I love Rupes and always use their polish and pads even though I now own a couple of flex cordless polishers 😂


----------



## Summit Detailing (Oct 9, 2006)

Rupes have excellent machine pads and polishes.
The new D-A Coarse and Fine are fantastic to work with - those 2 alone would see you well for the majority of cars, such is their flexibility.

Happy polishing.

Cheers,

Chris


----------



## matt_r (Jun 20, 2006)

Summit Detailing said:


> Rupes have excellent machine pads and polishes.
> The new D-A Coarse and Fine are fantastic to work with - those 2 alone would see you well for the majority of cars, such is their flexibility.
> 
> Happy polishing.
> ...


Might sound silly but will these work on a rotary?


----------



## Steveom2 (Jul 29, 2018)

matt_r said:


> Might sound silly but will these work on a rotary?


No they are just for da and forced rotation machines


----------



## matt_r (Jun 20, 2006)

Steveom2 said:


> No they are just for da and forced rotation machines


Cheers mate


----------



## pina07 (Dec 13, 2009)

matt_r said:


> Might sound silly but will these work on a rotary?


Hi, Rupes do a Rotary formulation in course and fine which is good:thumb:
Regards 
Paul


----------



## matt_r (Jun 20, 2006)

pina07 said:


> Hi, Rupes do a Rotary formulation in course and fine which is good:thumb:
> Regards
> Paul


Thank you, will they work with the new polishes?


----------



## Steveom2 (Jul 29, 2018)

matt_r said:


> Thank you, will they work with the new polishes?


No the new polish is for da and gear driven as are the new pads 👍


----------



## pina07 (Dec 13, 2009)

matt_r said:


> Thank you, will they work with the new polishes?
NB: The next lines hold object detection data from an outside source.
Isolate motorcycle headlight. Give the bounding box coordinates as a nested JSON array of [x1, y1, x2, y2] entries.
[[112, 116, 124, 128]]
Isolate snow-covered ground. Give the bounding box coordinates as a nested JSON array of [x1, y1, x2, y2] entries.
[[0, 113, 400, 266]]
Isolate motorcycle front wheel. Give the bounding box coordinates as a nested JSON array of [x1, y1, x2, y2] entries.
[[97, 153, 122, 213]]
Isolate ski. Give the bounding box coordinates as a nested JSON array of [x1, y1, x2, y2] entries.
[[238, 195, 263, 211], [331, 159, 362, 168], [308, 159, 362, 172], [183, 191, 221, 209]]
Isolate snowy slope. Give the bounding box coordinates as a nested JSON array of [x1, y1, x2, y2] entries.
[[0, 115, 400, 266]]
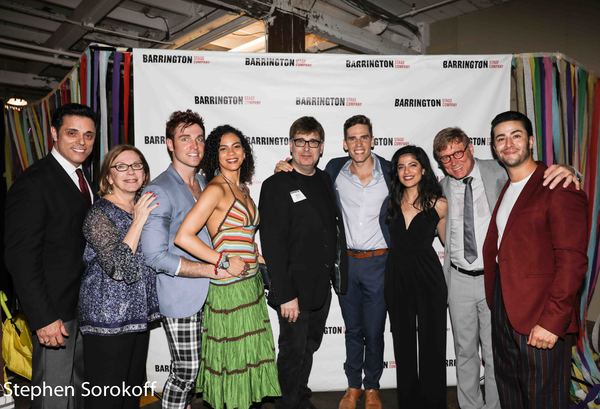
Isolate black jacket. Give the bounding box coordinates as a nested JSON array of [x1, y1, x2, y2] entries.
[[259, 169, 348, 310], [5, 154, 87, 330]]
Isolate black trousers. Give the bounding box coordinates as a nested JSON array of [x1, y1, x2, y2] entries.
[[275, 293, 331, 409], [31, 319, 84, 409], [389, 291, 447, 409], [83, 331, 150, 409], [492, 271, 574, 409]]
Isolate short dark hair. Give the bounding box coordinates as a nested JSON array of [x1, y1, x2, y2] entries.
[[51, 103, 98, 132], [290, 116, 325, 142], [200, 125, 254, 183], [433, 127, 471, 162], [344, 115, 373, 139], [490, 111, 533, 143], [98, 144, 150, 196], [165, 109, 206, 139]]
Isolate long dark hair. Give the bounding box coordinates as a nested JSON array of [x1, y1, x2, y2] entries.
[[388, 145, 442, 220], [200, 125, 254, 183]]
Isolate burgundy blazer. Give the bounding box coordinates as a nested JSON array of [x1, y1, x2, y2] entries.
[[483, 163, 588, 337]]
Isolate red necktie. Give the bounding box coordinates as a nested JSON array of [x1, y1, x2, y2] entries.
[[75, 169, 92, 207]]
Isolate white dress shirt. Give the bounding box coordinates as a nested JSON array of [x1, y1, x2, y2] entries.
[[447, 162, 492, 270], [335, 155, 389, 250]]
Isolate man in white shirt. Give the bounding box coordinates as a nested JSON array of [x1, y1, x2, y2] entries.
[[433, 128, 575, 409], [483, 111, 588, 409]]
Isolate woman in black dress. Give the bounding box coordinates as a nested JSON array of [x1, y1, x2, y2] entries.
[[385, 145, 448, 409]]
Morning, not sure what you mean but you would have to use the Rupes rotary polishes with the Rotary pads.
Hope this helps
Paul

Sent from my iPad using Tapatalk


----------



## matt_r (Jun 20, 2006)

pina07 said:


> Morning, not sure what you mean but you would have to use the Rupes rotary polishes with the Rotary pads.
> Hope this helps
> Paul
> 
> Sent from my iPad using Tapatalk


Cheers, I was talking about using the new d-a polishes on the rupes rotary pads, but now understand I have to use the whole rotary set up.


----------



## pina07 (Dec 13, 2009)

matt_r said:


> Cheers, I was talking about using the new d-a polishes on the rupes rotary pads, but now understand I have to use the whole rotary set up.


No worries, the only polish you can use across both is the Zephir Course.....this works on Rotary.
Cheers 
Paul

Sent from my iPad using Tapatalk


----------